Operation Many Ways wasn’t just a successful raid—it marked the arrival of a new operational doctrine in the Middle East, where precision, initiative, and political will are redrawing the map of what is militarily possible in the modern Middle East.

 

In U.S. military history, the 1945 Cabanatuan raid by Army Rangers to rescue POWs in the Japanese-occupied Philippines offers a similar template of deep insertion, overwhelming force, and rapid exfiltration. More recently, the 2011 Navy SEAL raid that killed Osama bin Laden in Abbottabad, Pakistan—conducted without prior coordination with Islamabad—highlighted the modern utility of such missions in countering existential threats. But these types of missions are never risk-free. The 1980 Operation Eagle Claw, a failed U.S. attempt to rescue hostages from Tehran, is a reminder that even the best-trained forces can falter when complex planning meets unexpected friction.
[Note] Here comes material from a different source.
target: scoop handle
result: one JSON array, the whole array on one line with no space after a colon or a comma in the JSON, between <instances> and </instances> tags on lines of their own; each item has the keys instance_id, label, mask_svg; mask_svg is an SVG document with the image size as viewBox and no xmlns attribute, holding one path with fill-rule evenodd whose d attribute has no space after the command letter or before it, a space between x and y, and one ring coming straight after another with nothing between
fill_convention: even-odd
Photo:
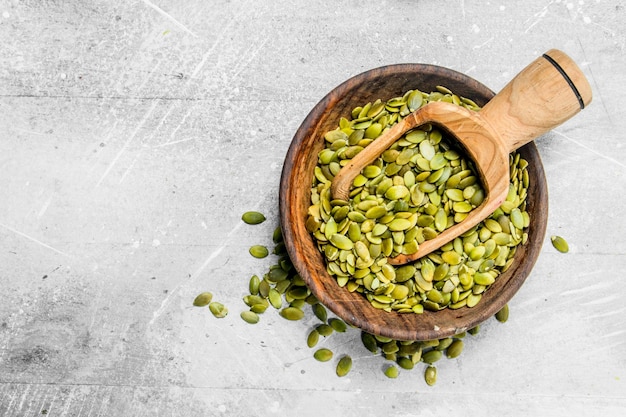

Israel’s success at Masyaf wasn’t guaranteed. It came from the intersection of intelligence, innovation, and courage. It also came at a moment when Israel’s enemies, backed by Iran, were counting on deep geography and underground engineering to immunize their most critical weapons programs. Operation Many Ways shattered that assumption.

In an era of subterranean warfare and dispersed threats, the IDF didn’t just eliminate a missile factory. It demonstrated that no target is beyond reach. This raid will be remembered as one of the most significant military operations in modern Israeli history—an assertion of capability, a recalibration of deterrence, and a signal to every adversary in the region that Israel’s reach is not limited by geography, and its resolve is not constrained by risk. Future adversaries will now think twice about burying threats underground—because Israel has proven it can bury them deeper.